If you put LEDs in series the forward voltage adds up, so 6.2v is more than 5v, which makes it almost sure the LEDs won't light up.
So you either use a led driver to boost the voltage while limiting the current to your desired value (for best efficiency, but probably not worth it in your case), or you connect the LEDs in parallel, each with it own resistor to limit current.
Figure the current you want in Amps (0.01A = 10mA) and the you take an average forward voltage (let's say 3.4v in your case, but keep in mind the forward voltage lowers as the temperature of the LED goes up) and now you can easily forward the resistor value from the elementary formula V = IxR
So V (input) - V (led) = I x R which means R = (Vin - Vled) / I ,,, in our case (5-3.4) / 0.01= 160 ohm which is not a standard value so you could go with a 150 ohm (and allow more than 10mA to go through led) or with 180 ohm but let slightly less current go through led at least initially.
With 180 ohm , you'd have I = (5v - 3.4v) / 180 = 0.0088 A or 8.8 mA but as the LED warms up the forward voltage could drop down to about 3.2v and then you'd have I = (5v-3.2v) / 180 = 0.01A or 10mA
One other thing worth knowing is the power wasted in the resistor, so that you'd know what resistors to use. Formula is P = IxIxR ... for our 180ohm and 0.01A numbers we have P = 0.01x0.01x180 = 0.018w or 18mW which means you can safely use cheap standard through hole 0.125w rated resistors , or even tiny cheap smd resistors (0603 and up) which typically are rated for 50mW and up. Generally, you don't want to dissipate more than around 75% of a resistor's rating
This is also worth knowing when you want to figure if it's worth moving from cheap resistors to a led driver, to get better battery life.
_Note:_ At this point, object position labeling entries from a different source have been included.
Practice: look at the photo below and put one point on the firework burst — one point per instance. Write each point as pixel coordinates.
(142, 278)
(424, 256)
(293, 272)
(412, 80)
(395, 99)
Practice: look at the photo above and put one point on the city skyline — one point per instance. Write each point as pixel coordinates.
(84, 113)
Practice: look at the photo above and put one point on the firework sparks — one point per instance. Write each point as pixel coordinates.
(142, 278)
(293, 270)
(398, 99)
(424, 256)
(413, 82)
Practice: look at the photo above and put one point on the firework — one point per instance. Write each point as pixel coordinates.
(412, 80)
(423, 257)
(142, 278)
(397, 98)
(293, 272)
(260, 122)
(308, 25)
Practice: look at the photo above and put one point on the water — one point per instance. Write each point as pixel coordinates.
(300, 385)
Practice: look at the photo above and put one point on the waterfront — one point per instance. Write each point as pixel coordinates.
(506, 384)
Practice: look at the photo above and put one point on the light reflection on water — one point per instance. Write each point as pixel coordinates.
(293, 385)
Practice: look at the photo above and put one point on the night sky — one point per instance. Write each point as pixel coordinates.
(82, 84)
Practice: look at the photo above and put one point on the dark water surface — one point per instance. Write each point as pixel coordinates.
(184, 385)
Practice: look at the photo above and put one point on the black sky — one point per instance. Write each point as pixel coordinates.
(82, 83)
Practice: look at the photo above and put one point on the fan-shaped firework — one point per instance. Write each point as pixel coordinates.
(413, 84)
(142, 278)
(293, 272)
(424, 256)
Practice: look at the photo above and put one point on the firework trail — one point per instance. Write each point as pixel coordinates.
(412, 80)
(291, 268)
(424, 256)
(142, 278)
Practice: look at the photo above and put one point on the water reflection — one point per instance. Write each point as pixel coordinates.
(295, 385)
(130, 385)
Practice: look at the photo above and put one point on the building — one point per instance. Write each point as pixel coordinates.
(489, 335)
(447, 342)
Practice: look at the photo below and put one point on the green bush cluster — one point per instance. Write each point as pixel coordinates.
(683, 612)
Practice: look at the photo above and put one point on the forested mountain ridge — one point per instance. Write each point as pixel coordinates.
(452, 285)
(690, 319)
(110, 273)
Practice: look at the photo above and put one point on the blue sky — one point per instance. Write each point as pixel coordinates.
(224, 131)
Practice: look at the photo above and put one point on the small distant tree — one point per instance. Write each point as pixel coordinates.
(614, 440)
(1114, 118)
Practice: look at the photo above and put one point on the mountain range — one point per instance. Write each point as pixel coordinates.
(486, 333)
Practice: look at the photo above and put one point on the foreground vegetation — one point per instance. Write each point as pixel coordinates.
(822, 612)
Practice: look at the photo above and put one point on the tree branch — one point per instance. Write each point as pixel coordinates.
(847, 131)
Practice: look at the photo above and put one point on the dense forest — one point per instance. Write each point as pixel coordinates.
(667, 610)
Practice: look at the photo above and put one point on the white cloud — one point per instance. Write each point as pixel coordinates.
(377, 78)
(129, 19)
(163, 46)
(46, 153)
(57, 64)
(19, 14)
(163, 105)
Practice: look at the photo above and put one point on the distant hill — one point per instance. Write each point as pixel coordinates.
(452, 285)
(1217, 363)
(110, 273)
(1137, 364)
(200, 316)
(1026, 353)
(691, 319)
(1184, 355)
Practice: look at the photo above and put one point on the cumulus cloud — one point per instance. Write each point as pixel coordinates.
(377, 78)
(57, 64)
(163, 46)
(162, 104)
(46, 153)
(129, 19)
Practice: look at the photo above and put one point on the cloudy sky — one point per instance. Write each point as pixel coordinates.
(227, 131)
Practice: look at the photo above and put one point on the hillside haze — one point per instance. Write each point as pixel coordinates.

In our example with 10mA leds and 3.2v forward voltage and 180 ohm resistors, we'd use 2 x 10mA x 3.2v = 64 mW on light, and 2 x 18mW = 36 mW on resistors as heat, so our circuit is only about 64% efficient.
A led driver IC could in theory raise this efficiency at around 90%, which means only around 5mW or so would be lost in the led driver circuit, which depending on what battery you choose, may extend the time the leds stays on.
Here's an example of such a chip, cheap and simple to use and still easy to solder by hand:
http://uk.farnell.com/microchip/mic2287cyd5-tr/pwm-wled-driver-1-2mhz-sot23-5/dp/2509928The datasheet has an example circuit in the first page, where they show how to use it to light up 3 white leds in series. The efficiency can go as high as 85%, compared to the 64% you get with resistors. Doesn't sound like much, but the energy savings can make a huge difference when the LEDs are more powerful, let's say 100mA or something like that.
It takes in up to 5.5v and can produce up to 34v with a switch current of 500mA , which means you can put in series as many leds as you wish as long as the sum of their forward voltages doesn't go over 34v.